Then she laughs again, and I’m starting to worry I really broke her. “Who am I kidding,” she says. “I knew how bad it was, and I did it anyway. I just never thought I’d end up on it.”
I won’t apologize to Victoria, not after all she did. What I did in comparison was nothing, but that doesn’t stop the ache inside.
I might find it in my heart to forgive her one day, but for now, I have to finish something I started long ago.
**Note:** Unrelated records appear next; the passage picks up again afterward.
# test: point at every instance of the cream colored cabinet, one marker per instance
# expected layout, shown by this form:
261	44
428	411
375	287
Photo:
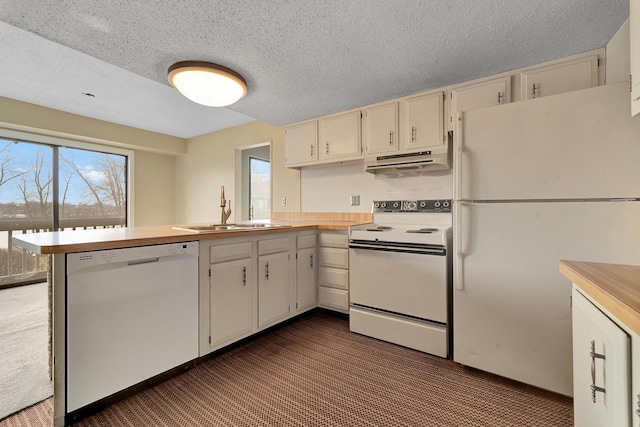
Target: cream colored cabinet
381	129
634	30
333	275
306	272
559	77
601	367
423	122
273	280
231	286
479	95
301	144
340	137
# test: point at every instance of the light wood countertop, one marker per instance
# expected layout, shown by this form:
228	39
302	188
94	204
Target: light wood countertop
58	242
614	286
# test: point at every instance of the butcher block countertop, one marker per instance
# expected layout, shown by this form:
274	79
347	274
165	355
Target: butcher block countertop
614	286
58	242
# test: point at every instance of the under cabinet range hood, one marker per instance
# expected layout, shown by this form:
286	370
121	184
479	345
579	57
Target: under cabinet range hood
415	163
410	163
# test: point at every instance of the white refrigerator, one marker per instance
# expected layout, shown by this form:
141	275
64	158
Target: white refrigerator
536	182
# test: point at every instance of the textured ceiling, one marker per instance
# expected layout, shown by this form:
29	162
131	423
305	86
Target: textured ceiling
301	59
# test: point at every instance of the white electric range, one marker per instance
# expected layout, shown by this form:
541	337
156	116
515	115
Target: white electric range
400	273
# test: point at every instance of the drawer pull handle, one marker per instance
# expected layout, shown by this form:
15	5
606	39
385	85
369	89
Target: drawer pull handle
594	356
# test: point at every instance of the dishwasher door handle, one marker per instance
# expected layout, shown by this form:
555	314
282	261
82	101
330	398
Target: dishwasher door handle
143	261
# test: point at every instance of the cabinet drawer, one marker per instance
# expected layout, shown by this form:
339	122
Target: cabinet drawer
333	278
333	298
230	252
273	245
306	241
334	257
334	240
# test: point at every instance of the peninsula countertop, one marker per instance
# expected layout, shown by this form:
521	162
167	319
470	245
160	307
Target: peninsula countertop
57	242
615	286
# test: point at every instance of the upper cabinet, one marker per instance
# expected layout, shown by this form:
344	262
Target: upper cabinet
634	31
417	123
479	95
560	77
340	136
301	144
424	121
381	128
407	125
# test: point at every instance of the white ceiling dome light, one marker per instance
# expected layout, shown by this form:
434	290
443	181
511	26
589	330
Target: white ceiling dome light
207	83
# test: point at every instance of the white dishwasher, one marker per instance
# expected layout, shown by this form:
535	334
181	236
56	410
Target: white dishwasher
131	314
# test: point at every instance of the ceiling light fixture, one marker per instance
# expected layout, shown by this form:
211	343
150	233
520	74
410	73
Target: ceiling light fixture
206	83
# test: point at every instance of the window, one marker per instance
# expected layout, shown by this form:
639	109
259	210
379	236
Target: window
46	187
259	188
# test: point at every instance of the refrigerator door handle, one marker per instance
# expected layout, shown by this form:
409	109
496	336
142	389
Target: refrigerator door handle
458	277
457	160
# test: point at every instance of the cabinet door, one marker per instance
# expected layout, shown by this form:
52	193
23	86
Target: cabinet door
424	121
634	29
306	269
340	136
273	288
381	129
558	78
230	299
301	144
601	358
480	95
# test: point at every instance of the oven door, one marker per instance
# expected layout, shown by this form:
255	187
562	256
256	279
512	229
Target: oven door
399	281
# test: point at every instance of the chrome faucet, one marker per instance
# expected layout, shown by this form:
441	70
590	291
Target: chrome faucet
223	204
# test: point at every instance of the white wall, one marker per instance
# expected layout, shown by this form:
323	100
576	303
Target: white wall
617	61
328	189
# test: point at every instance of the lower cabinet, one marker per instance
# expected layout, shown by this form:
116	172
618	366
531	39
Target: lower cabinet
273	283
333	274
249	284
601	367
230	299
306	272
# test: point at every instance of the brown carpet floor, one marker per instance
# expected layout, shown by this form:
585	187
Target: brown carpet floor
314	372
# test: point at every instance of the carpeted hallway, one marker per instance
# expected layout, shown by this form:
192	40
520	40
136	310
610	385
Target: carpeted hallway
24	347
314	372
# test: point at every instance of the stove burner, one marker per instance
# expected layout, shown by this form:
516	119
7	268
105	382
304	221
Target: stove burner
380	228
424	230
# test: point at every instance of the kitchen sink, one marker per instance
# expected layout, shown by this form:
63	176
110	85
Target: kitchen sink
227	227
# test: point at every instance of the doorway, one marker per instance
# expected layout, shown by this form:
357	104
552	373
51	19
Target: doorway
255	179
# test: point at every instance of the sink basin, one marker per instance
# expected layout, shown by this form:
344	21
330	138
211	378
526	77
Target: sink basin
227	227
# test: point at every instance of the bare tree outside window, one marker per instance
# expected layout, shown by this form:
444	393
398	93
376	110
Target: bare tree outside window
91	188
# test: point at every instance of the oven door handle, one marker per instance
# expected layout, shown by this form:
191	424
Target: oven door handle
401	249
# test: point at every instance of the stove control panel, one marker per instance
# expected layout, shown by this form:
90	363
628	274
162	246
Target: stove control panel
421	206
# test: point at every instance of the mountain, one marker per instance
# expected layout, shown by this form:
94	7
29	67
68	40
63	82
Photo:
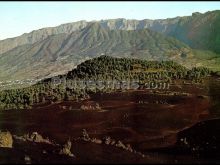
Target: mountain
196	30
59	53
190	40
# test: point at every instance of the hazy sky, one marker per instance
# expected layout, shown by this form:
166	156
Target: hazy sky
21	17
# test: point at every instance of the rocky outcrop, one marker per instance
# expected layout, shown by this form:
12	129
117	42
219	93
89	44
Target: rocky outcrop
33	137
107	140
6	139
66	150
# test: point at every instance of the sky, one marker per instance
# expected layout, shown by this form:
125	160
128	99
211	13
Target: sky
23	17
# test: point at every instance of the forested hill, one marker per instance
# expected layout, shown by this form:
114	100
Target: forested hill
102	68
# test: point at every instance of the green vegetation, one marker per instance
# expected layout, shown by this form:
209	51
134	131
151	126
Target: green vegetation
98	69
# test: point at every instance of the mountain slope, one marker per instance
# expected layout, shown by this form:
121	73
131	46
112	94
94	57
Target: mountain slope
60	53
197	30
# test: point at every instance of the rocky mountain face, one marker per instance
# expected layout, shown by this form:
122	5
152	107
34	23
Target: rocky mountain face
55	50
59	53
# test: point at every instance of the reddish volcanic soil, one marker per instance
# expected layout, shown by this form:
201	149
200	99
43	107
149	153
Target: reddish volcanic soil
142	118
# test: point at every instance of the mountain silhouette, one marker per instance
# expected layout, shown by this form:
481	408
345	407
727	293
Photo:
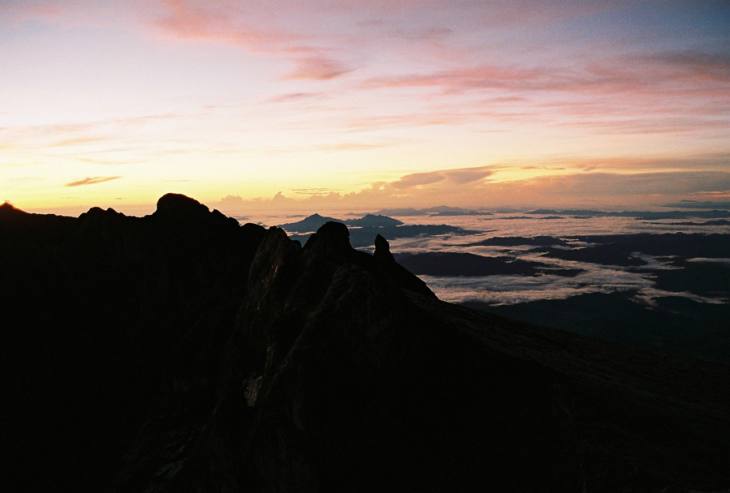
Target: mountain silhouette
181	351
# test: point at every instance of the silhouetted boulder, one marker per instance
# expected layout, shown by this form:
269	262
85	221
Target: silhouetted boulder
183	352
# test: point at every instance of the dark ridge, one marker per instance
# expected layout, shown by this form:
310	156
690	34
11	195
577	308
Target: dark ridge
459	264
183	352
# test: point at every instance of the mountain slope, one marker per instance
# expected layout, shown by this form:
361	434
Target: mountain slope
182	352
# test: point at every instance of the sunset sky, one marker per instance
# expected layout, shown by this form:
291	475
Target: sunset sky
335	104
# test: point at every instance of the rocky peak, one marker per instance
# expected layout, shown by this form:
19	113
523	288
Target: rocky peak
382	249
7	209
331	240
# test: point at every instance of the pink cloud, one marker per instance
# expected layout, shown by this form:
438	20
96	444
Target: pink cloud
91	180
318	68
224	23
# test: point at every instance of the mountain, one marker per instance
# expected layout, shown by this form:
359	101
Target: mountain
374	221
315	221
183	352
369	226
308	224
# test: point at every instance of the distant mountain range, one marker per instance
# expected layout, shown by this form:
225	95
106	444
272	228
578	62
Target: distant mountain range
365	228
181	351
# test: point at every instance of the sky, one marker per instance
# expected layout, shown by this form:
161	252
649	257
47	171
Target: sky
344	104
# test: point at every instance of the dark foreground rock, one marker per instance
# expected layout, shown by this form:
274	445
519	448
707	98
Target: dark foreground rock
183	352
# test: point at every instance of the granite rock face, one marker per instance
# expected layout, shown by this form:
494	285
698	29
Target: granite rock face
183	352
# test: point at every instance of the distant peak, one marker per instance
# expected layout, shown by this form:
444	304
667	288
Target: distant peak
332	238
178	204
8	208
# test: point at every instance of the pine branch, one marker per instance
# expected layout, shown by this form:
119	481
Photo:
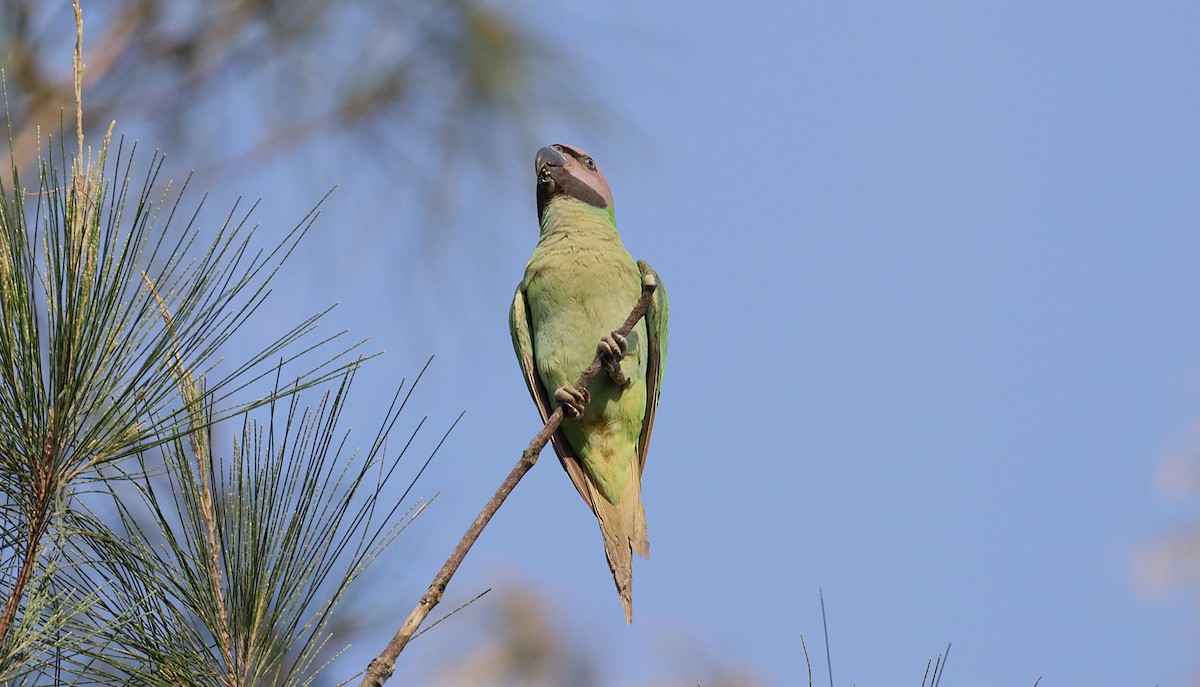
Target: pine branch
382	667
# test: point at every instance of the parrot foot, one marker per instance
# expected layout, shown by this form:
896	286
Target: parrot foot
611	350
571	400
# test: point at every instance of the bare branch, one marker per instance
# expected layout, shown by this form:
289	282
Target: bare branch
382	667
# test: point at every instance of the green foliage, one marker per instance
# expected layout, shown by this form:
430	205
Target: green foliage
131	551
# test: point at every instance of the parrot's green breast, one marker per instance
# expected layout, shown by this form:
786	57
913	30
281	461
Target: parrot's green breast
581	285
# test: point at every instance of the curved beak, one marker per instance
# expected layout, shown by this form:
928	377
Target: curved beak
547	157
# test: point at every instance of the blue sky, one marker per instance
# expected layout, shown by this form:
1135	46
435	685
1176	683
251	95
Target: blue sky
933	272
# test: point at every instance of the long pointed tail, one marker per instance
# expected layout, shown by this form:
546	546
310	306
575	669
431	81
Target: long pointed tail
623	527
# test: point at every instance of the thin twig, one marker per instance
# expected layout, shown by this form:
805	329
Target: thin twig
826	627
808	662
78	81
381	669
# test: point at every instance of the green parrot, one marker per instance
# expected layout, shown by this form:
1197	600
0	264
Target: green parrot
579	286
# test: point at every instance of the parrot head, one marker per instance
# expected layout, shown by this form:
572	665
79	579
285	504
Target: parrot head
567	171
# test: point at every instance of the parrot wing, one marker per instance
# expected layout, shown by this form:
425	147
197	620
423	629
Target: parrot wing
522	342
657	347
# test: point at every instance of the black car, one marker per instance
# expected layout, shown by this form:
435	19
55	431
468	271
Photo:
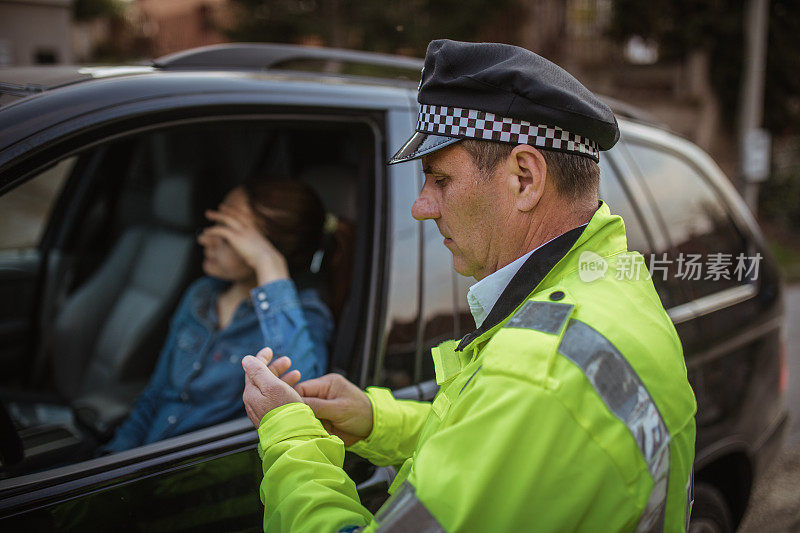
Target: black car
104	173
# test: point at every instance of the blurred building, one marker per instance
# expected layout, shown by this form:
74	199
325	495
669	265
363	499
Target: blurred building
176	25
35	32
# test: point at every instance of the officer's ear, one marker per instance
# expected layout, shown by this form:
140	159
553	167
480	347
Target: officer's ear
526	173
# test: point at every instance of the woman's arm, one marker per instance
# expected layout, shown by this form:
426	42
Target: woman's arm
132	432
298	325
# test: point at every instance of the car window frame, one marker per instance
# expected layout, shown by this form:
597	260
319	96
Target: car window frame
42	488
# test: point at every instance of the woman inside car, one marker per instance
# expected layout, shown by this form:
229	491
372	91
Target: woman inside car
257	292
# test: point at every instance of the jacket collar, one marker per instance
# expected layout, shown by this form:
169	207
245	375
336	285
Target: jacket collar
604	234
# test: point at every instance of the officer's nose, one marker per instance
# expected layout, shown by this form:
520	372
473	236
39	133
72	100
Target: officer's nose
425	206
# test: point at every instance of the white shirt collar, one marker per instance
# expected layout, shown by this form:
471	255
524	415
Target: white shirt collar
483	295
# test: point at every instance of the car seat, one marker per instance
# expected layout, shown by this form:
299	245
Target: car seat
109	331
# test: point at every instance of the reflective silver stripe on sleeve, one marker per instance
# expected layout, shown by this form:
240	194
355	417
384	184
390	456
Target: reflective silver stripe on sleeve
403	512
548	317
626	396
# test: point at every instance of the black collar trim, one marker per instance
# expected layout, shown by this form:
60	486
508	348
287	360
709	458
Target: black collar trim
532	271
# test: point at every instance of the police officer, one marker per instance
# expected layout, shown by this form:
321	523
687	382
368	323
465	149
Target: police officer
568	407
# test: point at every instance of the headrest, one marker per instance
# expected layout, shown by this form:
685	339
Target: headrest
336	187
172	202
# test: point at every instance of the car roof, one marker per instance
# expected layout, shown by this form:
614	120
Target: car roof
323	64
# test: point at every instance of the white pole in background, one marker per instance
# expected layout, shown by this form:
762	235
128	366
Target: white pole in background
754	141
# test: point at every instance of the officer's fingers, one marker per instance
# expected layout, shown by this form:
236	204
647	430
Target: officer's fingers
291	378
265	354
258	373
280	366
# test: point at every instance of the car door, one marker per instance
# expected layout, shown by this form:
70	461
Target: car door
732	295
23	247
207	479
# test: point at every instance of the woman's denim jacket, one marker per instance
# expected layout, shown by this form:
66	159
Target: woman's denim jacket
198	380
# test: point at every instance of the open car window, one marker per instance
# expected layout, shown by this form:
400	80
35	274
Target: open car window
26	209
124	252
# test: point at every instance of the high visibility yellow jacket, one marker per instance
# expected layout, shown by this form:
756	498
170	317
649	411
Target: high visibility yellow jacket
571	413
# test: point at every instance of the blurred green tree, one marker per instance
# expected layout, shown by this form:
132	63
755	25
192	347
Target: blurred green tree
382	26
717	26
85	10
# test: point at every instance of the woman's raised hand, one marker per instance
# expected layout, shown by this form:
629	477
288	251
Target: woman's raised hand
239	230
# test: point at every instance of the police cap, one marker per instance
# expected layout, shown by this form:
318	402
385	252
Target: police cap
504	93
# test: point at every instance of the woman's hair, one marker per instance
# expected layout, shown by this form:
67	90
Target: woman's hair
291	215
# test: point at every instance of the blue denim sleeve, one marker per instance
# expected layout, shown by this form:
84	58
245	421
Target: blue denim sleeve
298	325
132	432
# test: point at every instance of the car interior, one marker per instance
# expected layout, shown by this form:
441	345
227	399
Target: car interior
121	248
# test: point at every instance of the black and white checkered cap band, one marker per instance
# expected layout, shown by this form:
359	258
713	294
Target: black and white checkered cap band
474	124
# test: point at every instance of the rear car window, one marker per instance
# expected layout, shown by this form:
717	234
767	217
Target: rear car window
710	252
I don’t know how I find myself standing under his window. I don’t even know how I know which window is his.
I just do.
I kneel down and pick up a rock on the ground. I’m weighing it in my palm, trying to gauge how hard to throw it against is window without actually breaking it, when I hear another sound echoing to my left. I ignore it this time, determined to do this while I still have the guts.
But again, right before I can throw the stone, I hear that soft tap again.
That sounds. It’s almost as if …
I stop and squint into the dark. It takes a second, but I think I make out someone else standing at the end of the building. It’s a popular night for sneaking out.
While I watch, this second figure picks another rock off the ground, looks up, aims, and throws it up to tap against the window at the very end.
My window.
I take a hesitant couple steps towards the dark figure. As I do, the shadow shifts slightly so the light from one of the downstairs windows falls on his face.
“Astor?”
My voice carries across the empty, snow-covered ground like a whisper spoken between lovers.
He freezes and peers back at me, his eyes unbelieving.
“Teddy?”
I take a couple more steps, and then stop. “What are you doing?”
He glances back up at my window, and then shoves his hand, and the next stone he picked out, deep into his pockets. “I think that’s obvious,” he says, then he squints hard at me. “The real question is, what are you doing here?”
I look down at the rock in my hand, then hold it up for him to see.
“I think we both had the same idea,” I say, breathlessly.
This time when I look at him, I don’t see the man who betrayed me. I see the man I once cared for, the man I came to love. I see a man who was willing to give everything up to protect a girl he didn’t even like.
Even if it meant hurting himself in the process.
“Victoria told me,” I say, finally. The words come out easier than I thought. “Astor … what were you thinking?”
He looks away. A muscle bulges in his jaw as it works.
“I told you,” he says, quietly. “This world’s never what it seems.”
I shake my head. “But you hurt me, Astor. You hurt yourself. All of this, protecting her, was it worth it?”
Now he looks at me, really looks at me. “I don’t know, Teddy,” he says. “I’m not sure I’ll ever know.”
I can tell it takes everything in him to do it, but he straightens himself up with a steely resolve. “I know it’s too late for me. For us. But I hope, at least, that you understand why I had to do it.”
I hate to admit it, even to myself, but I kind of do.
Up until a couple months ago, I would have said no. I didn’t know the power, the draw, the responsibility that comes with money.